Engineers should choose urethane casting primarily when bridging the gap between prototyping and mass production. For low volumes (typically 10-50 parts), Urethane Casting offers a significant cost advantage over injection molding, as it avoids the high expense of hard steel tooling. Its lead time is also considerably shorter—often days or weeks compared to months for machining and qualifying a production mold. While CNC Machining is ideal for single, high-precision prototypes, its cost per part remains high and does not decrease significantly with quantity, making it less economical than urethane casting for small batches.

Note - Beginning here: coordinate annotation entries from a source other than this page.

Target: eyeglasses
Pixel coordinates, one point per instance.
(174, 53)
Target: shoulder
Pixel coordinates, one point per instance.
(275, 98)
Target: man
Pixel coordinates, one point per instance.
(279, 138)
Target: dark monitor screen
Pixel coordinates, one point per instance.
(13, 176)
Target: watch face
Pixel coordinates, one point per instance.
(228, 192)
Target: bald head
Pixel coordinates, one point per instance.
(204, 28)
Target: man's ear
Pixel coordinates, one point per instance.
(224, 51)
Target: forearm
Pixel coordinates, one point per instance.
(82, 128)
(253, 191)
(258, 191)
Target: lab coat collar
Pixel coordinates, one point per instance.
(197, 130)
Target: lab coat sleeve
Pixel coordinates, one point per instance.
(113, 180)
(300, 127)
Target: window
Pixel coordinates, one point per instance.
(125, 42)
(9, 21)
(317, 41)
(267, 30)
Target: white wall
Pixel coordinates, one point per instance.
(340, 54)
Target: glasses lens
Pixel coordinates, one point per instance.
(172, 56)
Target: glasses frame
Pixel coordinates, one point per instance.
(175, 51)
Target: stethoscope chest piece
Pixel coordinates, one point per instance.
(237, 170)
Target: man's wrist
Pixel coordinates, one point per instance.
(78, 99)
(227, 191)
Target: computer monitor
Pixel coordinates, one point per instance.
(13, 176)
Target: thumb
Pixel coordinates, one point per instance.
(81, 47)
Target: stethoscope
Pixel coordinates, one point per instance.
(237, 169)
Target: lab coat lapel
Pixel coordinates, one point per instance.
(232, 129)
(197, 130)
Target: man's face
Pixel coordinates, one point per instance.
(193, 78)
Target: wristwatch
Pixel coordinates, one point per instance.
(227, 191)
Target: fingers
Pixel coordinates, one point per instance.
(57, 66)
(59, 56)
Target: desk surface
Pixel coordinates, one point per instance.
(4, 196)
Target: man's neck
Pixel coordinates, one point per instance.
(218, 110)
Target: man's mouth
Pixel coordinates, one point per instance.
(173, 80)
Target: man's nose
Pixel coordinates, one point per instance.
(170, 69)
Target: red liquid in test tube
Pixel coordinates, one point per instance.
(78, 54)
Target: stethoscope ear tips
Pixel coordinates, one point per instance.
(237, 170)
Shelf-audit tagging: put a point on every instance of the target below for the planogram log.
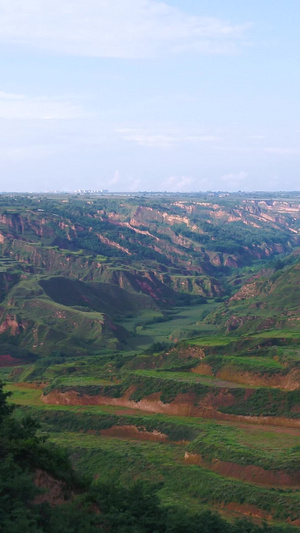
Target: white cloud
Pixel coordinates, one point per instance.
(234, 178)
(114, 28)
(178, 183)
(283, 151)
(19, 106)
(161, 140)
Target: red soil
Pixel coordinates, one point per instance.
(132, 432)
(8, 360)
(250, 473)
(182, 405)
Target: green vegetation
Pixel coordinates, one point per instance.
(188, 303)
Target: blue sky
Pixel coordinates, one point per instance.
(149, 95)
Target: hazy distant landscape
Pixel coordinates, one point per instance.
(157, 339)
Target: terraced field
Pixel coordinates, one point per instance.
(181, 369)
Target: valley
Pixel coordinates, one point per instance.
(157, 339)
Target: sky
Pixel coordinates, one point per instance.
(149, 95)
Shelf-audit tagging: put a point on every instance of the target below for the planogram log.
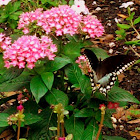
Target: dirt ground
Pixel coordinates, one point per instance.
(107, 12)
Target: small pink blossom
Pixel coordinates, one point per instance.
(80, 7)
(5, 42)
(92, 26)
(27, 50)
(4, 2)
(102, 106)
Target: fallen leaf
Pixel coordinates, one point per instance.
(134, 121)
(136, 134)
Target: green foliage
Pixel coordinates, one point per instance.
(55, 97)
(74, 126)
(113, 137)
(31, 118)
(59, 81)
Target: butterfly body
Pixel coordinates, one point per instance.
(103, 74)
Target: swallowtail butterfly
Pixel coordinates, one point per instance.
(103, 74)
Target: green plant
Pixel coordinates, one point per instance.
(51, 87)
(10, 14)
(126, 29)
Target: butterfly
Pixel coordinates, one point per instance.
(103, 74)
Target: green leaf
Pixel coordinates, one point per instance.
(31, 118)
(40, 130)
(117, 94)
(16, 6)
(48, 79)
(113, 138)
(74, 126)
(85, 112)
(123, 26)
(137, 20)
(56, 96)
(10, 74)
(3, 119)
(135, 42)
(38, 88)
(53, 128)
(15, 17)
(72, 49)
(100, 53)
(18, 13)
(90, 132)
(57, 64)
(71, 2)
(16, 83)
(76, 77)
(73, 73)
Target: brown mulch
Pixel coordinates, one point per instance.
(131, 78)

When a part features complex geometries, undercuts, or intricate textures that would be challenging or impossible to machine from a solid block, urethane casting is superior to CNC. The flexible silicone molds used in casting can easily release from these features without the need for complex, multi-axis machining paths or expensive tooling side-actions required in injection molding. This makes it an excellent choice for parts that consolidate assemblies into a single unit or require encapsulated components. It provides unparalleled design flexibility during the prototyping and low-volume manufacturing phases.
Urethane casting should be selected when the functional prototype needs to closely mimic the material properties of a final injection-molded plastic part, such as flexibility, impact resistance, or transparency. While CNC is limited to the properties of the purchased plastic stock, cast urethanes can simulate a wide range of engineering-grade thermoplastics and elastomers. However, for parts requiring the specific high-temperature or chemical resistance of metals, or for very high-volume mass production, processes like Aluminum Die Casting or injection molding become the necessary and more economical choice.